Poor ventilation led to an outbreak of pneumonia in Dungannon Meats Holstein cattle trials leading to six casualties, said Greenmount Colleges Frank Foster.
"Improving ventilation meant leaving an inch space between roof sheets and removing some side sheets to allow air to circulate above cattle heads. This allowed them to recover."
Bulls on an intensive cereal-based system also required better ventilation to maintain performance than steers or heifers on a silage-based system, according to Mr Foster.
"These animals have one-and-a-half times the oxygen requirement of a 500kg bullock eating silage.

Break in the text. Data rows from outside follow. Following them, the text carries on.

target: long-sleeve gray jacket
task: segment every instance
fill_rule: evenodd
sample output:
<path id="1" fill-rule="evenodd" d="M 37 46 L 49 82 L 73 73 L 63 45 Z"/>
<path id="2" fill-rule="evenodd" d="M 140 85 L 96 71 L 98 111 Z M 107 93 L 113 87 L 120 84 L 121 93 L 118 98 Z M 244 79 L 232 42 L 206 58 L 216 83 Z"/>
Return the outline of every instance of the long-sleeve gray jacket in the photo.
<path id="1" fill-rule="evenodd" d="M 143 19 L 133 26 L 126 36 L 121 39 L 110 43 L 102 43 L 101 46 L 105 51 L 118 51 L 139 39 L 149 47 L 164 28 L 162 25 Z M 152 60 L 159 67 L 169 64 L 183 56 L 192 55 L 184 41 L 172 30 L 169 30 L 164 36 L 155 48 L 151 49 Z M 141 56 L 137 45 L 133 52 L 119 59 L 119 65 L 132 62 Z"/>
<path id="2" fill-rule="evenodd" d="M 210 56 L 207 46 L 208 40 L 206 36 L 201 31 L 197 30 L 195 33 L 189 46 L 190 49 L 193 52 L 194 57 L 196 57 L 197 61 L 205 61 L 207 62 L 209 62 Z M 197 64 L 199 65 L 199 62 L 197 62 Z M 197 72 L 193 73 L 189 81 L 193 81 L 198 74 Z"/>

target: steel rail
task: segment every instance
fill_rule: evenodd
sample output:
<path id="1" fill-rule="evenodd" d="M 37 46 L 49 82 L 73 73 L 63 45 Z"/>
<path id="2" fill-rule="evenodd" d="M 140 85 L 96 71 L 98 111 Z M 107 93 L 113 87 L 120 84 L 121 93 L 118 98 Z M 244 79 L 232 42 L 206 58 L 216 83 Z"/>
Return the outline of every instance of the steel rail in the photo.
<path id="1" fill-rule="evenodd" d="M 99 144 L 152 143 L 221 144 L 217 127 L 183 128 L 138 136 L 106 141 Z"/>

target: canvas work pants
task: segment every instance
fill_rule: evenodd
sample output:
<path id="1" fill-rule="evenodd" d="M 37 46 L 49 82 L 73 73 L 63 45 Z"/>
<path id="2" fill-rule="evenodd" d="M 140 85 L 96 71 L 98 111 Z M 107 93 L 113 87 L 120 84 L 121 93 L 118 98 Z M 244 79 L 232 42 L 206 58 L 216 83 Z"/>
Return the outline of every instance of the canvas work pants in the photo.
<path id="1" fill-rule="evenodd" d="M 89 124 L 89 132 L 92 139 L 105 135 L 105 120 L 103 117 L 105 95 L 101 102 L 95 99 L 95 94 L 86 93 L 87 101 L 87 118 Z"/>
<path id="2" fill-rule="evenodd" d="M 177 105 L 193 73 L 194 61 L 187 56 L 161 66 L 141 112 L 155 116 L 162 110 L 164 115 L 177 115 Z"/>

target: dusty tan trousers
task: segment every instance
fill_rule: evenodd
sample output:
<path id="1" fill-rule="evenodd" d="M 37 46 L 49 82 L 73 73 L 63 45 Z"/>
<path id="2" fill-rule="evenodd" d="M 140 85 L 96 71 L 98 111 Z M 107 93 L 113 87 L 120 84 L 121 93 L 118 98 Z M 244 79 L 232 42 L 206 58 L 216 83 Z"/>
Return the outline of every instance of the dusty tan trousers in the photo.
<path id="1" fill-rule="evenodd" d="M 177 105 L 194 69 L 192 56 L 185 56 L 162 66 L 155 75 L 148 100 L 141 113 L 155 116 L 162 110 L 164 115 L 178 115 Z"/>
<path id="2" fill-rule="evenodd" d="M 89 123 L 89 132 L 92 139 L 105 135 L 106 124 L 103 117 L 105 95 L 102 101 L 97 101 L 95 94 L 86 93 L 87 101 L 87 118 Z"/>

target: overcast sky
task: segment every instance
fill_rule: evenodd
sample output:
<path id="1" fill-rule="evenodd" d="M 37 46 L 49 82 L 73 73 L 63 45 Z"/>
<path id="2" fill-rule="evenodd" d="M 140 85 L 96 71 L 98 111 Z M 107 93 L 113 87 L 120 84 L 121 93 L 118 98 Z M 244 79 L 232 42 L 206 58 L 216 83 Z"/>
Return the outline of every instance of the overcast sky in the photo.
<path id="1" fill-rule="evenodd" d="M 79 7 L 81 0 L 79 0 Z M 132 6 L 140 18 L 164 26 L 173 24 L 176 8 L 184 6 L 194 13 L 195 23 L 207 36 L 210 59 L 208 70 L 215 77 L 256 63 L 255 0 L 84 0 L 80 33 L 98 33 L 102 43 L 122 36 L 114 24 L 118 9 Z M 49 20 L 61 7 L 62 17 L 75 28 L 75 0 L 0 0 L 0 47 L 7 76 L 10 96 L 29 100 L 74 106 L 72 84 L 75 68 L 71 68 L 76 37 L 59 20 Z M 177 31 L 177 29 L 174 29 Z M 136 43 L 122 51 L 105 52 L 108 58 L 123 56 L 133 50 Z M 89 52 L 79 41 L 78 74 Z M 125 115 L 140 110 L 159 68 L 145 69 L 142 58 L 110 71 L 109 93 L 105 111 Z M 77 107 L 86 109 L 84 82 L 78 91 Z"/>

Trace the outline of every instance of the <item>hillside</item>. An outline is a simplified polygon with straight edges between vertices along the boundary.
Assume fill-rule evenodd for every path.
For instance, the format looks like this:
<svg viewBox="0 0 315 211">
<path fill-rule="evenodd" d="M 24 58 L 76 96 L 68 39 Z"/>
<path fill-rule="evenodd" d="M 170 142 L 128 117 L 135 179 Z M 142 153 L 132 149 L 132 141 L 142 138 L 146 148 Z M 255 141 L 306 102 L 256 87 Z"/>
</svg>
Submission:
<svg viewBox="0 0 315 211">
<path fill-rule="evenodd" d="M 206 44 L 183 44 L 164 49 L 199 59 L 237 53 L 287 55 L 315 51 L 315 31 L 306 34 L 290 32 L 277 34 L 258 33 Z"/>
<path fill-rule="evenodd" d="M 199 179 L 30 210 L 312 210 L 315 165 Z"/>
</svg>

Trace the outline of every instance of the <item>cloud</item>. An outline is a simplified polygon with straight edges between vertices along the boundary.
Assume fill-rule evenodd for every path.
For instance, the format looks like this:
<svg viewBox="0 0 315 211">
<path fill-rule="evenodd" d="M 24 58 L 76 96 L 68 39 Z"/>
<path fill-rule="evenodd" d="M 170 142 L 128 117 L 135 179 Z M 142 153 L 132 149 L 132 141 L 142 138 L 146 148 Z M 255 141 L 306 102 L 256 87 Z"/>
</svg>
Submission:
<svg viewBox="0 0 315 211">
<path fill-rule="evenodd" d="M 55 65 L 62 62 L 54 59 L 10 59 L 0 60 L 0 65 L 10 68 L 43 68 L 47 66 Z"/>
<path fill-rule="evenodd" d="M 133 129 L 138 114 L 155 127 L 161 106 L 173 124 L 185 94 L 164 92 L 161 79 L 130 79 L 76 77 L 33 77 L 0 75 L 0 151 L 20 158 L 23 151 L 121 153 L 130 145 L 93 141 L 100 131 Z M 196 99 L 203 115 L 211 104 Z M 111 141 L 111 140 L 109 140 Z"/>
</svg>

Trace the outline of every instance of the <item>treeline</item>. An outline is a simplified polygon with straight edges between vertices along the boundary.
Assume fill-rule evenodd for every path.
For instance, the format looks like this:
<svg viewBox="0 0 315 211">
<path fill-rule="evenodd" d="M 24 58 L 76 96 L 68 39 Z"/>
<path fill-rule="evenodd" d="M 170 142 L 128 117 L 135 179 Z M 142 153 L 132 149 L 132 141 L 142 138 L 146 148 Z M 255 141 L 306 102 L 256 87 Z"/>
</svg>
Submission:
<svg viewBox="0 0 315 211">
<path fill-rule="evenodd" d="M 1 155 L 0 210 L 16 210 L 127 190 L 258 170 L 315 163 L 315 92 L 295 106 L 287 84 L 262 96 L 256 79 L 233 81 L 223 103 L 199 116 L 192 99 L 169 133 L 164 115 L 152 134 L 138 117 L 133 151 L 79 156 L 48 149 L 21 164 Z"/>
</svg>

High levels of liveweight gain require high levels of oxygen.
"A 500kg bullock requires 0.075sq m of air inlet area and 0.045sq m of air outlet area compared with a bull of the same weight, which needs 0.12sq m of air inlet area and 0.06sq m of air outlet area."
As well as disease, housing also needed adjustment to minimise injuries, he said. "From five to six months, bulls begin to develop bullish characteristics such as mounting, which can lead to injury.
"Putting electric wires across the top of pens discourages mounting, reducing injuries. Mixing animals should also be avoided as it leads to aggression and injury.
"Allow animals sufficient space when they enter the system to avoid having to mix groups later. This should be based on their mature weight – 2.1 sq m/500kg," said Mr Foster.